Il promit de revenir à Bamako avec les marchandises commandées dans un délai d’une semaine. L’une des épouses de Kassogué lui remit 40.000 Fcfa et l’autre 30.000 Fcfa. Salif empocha derechef l’argent et alla se reposer dans sa chambre. Il finit par s’endormir. Quand il se réveilla, il constata que son voisin de chambre était allé aux toilettes. Il en profita pour lui dérober son téléphone satellitaire.

Le « toubab » de retour dans la chambre, ne retrouva ni Salif Bobo Ouédraogo, ni son téléphone. Après avoir cherché un peu partout, il se résigna à la perte de son appareil. Le temps passa et, sans oublier l’histoire, tout le monde la rangea à l’arrière-plan des soucis. Jusqu’à la semaine dernière. Le comédien Amadou qui gardait en travers de la gorge la façon dont le jeune homme s’était joué de lui, apprit que l’escroc était à Banconi. Il alerta alors les policiers.

Les éléments de la brigade de recherche du 6è arrondissement se mirent en chasse.
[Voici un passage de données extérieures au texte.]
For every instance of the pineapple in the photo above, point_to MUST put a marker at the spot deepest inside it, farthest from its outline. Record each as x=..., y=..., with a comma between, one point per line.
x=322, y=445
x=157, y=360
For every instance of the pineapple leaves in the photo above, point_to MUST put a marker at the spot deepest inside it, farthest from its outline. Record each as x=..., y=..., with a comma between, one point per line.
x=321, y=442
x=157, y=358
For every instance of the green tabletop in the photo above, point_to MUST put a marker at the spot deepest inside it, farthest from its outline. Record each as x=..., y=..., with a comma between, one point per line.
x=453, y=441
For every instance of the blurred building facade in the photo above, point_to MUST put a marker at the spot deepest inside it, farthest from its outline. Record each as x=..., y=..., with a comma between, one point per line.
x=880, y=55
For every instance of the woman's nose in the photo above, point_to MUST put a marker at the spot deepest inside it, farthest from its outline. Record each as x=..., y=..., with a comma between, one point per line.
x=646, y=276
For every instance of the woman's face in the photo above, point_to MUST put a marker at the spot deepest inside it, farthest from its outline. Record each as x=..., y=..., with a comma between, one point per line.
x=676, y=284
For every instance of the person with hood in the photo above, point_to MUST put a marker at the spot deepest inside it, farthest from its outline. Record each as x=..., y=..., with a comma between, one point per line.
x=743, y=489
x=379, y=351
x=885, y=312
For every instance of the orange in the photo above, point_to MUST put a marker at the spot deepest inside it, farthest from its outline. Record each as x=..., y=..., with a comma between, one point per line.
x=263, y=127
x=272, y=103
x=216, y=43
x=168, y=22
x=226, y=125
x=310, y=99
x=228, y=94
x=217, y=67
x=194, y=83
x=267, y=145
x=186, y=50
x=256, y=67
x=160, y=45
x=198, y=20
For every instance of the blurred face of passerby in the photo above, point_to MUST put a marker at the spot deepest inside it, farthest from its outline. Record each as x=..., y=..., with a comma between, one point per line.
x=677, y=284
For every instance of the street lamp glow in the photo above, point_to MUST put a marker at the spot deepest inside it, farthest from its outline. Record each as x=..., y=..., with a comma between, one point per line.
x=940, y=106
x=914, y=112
Ils remontèrent peu à peu les traces de Salif jusqu’à resserrer l’étau autour de lui. Un soir, ils le coincèrent dans un bar du Banconi en compagnie d’une jeune infirmière, deuxième épouse d’un monsieur respectable. La femme, désireuse « d’aller voir ailleurs », louait depuis un mois les « services » du jeune burkinabé quand son mari passait la nuit chez sa coépouse.

Conduit au commissariat, Salif se mit à table et reconnut qu’il était un vulgaire escroc. Les policiers refusèrent de s’en arrêter là. Ils exigèrent de connaître le domicile de Salif qui n’hésita pas à les conduire chez … l’infirmière. Ce jour-là, le mari de cette dernière était présent.

cry.jpgLes agents se présentèrent et demandèrent à l’époux s’il connaissait le jeune homme qui les accompagnait. L’homme, intrigué, répondit par la négative. Sa femme tenta de se dérober mais l’escroc, qui n’entendait pas « tomber » seul, l’appela par son nom et lui demanda de confirmer qu’il dormait avec elle en l’absence de son mari. La femme dépassée par la tournure prise par l’affaire, ne put même pas faire l’étonnée. Elle s’enfuit en criant : « ne malo yéra » (je suis humiliée).

Salif a été déféré et mis sous mandat dépôt par le tribunal de la Commune I.